While the future will bring greater incorporation of remote monitoring data in practice management and research, the patient’s relationship with remote monitoring systems will also evolve. There is increasing demand for improved patient access to their own device data and a desire to empower patients to take a more active role monitoring their health status and participating in their arrhythmia care.6 While there are challenges to improving patient access, there are several emerging technologies that may make it more feasible. In 2015, the first Bluetooth-based remote monitoring platforms were approved by the FDA and are now available for use in clinical practice in pacing systems. For example, the MyCareLink Smart Monitor (Medtronic) allows pacemaker patients to transmit data in real time to their healthcare provider using a handheld device reader and a smartphone application (Figure 2). Future iterations of Bluetooth-enabled pacemakers will communicate directly with the remote monitoring system without the need for a handheld wand. 

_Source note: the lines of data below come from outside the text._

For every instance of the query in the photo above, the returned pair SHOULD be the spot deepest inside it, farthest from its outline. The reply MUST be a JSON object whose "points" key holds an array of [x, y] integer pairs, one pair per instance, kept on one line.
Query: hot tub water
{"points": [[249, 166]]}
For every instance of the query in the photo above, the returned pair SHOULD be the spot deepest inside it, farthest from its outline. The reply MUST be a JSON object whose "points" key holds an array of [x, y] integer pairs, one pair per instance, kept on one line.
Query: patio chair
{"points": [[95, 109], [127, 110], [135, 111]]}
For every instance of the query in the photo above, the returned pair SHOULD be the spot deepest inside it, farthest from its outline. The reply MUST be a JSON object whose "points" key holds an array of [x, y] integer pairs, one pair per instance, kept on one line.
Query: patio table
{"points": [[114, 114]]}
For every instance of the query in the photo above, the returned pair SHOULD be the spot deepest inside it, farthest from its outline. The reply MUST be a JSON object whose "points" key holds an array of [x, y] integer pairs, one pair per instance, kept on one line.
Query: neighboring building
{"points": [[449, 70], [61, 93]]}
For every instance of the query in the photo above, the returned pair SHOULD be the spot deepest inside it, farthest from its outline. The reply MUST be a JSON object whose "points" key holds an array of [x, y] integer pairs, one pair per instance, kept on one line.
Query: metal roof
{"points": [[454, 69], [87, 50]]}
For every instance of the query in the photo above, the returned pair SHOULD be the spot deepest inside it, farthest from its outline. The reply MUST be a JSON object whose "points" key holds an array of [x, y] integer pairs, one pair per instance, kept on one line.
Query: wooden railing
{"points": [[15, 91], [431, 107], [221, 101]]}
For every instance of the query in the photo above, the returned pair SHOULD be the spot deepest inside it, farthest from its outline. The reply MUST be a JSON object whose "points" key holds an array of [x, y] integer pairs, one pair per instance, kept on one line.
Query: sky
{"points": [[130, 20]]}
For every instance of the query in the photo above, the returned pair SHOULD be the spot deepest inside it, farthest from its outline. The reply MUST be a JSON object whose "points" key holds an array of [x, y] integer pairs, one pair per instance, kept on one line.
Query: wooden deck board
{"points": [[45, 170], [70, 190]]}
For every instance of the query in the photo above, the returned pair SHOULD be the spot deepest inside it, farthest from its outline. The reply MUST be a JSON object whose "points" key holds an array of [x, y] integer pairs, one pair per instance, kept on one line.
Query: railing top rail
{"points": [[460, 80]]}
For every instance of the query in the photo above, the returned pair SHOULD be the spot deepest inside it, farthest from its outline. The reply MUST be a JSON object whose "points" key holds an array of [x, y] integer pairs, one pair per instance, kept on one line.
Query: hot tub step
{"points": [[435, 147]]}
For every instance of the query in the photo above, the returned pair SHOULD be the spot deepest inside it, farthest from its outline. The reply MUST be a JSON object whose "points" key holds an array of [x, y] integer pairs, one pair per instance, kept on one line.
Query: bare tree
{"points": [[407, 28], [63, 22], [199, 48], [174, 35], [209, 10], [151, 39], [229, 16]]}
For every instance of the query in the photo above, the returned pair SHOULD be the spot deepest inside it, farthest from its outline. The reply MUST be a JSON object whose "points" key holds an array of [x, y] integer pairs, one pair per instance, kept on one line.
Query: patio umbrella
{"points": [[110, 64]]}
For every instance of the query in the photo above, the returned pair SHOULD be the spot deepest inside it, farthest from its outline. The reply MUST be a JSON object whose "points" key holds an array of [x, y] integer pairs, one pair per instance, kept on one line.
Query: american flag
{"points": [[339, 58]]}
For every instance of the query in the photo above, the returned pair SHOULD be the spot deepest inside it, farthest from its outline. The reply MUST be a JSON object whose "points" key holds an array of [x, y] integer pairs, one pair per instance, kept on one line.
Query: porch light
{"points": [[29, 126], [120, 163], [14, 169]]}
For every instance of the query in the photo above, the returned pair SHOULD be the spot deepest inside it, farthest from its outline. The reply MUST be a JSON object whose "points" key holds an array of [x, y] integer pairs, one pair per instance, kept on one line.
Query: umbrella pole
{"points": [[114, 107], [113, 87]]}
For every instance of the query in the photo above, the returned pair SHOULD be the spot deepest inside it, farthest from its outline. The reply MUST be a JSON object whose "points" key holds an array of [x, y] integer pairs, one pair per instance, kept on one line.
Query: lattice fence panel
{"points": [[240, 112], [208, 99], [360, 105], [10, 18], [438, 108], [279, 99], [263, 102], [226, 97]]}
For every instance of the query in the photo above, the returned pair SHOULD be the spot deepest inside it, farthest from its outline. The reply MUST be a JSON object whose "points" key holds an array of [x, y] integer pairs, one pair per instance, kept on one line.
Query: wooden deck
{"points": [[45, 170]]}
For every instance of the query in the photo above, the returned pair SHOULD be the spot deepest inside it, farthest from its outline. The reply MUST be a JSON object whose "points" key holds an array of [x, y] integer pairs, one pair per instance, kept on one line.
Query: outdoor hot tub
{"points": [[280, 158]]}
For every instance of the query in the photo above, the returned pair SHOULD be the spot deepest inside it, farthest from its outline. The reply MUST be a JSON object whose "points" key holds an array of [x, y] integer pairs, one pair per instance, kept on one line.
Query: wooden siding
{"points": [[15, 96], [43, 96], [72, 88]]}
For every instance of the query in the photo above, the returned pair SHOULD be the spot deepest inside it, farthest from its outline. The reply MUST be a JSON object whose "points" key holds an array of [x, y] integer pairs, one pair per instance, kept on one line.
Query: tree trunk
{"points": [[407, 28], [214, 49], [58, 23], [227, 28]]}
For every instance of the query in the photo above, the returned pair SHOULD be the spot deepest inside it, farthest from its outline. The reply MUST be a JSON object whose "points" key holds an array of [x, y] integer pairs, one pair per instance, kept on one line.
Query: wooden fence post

There are also emerging data that suggest remote monitoring can be harnessed to help patients actively manage their own medical care. At present, patients with atrial fibrillation and risk factors for stroke take their oral anticoagulants on a chronic basis. However, the recent REACT.COM pilot study tested the feasibility of an implantable cardiac monitor-guided intermittent anticoagulant strategy — so-called “pill-in-the-pocket” anticoagulation. In REACT.COM, patients with nonpermanent AF and a CHADS2 score of 1-2 were randomized to daily non-vitamin K oral antagonist anticoagulation (NOAC) versus remote monitoring-guided intermittent NOAC therapy. In the interventional arm, patients with more than one hour of AF on their implanted monitors were switched to active NOAC therapy, but could also discontinue NOAC therapy after 30 consecutive days without AF. In 59 subjects, the REACT.COM investigators demonstrated that implantable cardiac monitor-guided intermittent NOAC therapy resulted in a 94% reduction in the total time on NOAC therapy.7 The REACT.COM pilot study is just one example of how remote monitoring technology can be used to guide remote patient management. There are many more, including the use of handheld electrocardiogram recordings to guide corrected QT assessment for class III antiarrhythmic drug monitoring.8 

In summary, the future of remote monitoring is now. Clinical practices and healthcare systems should invest in remote monitoring infrastructure and utilization to promote improved efficiency and outcomes as well as reduce hospitalization. Remote monitoring platforms will eventually be integrated and increasingly used to guide research. Finally, remote monitoring will also serve as a mechanism to engage patients in their care, including remote management.

Disclosures: Dr. Piccini reports that he receives research funding from ARCA biopharma, Boston Scientific, Gilead, Janssen Pharmaceuticals, ResMed, and St. Jude Medical. He also serves as a consultant to Johnson & Johnson, Laguna Pharmaceuticals, Medtronic, and Spectranetics.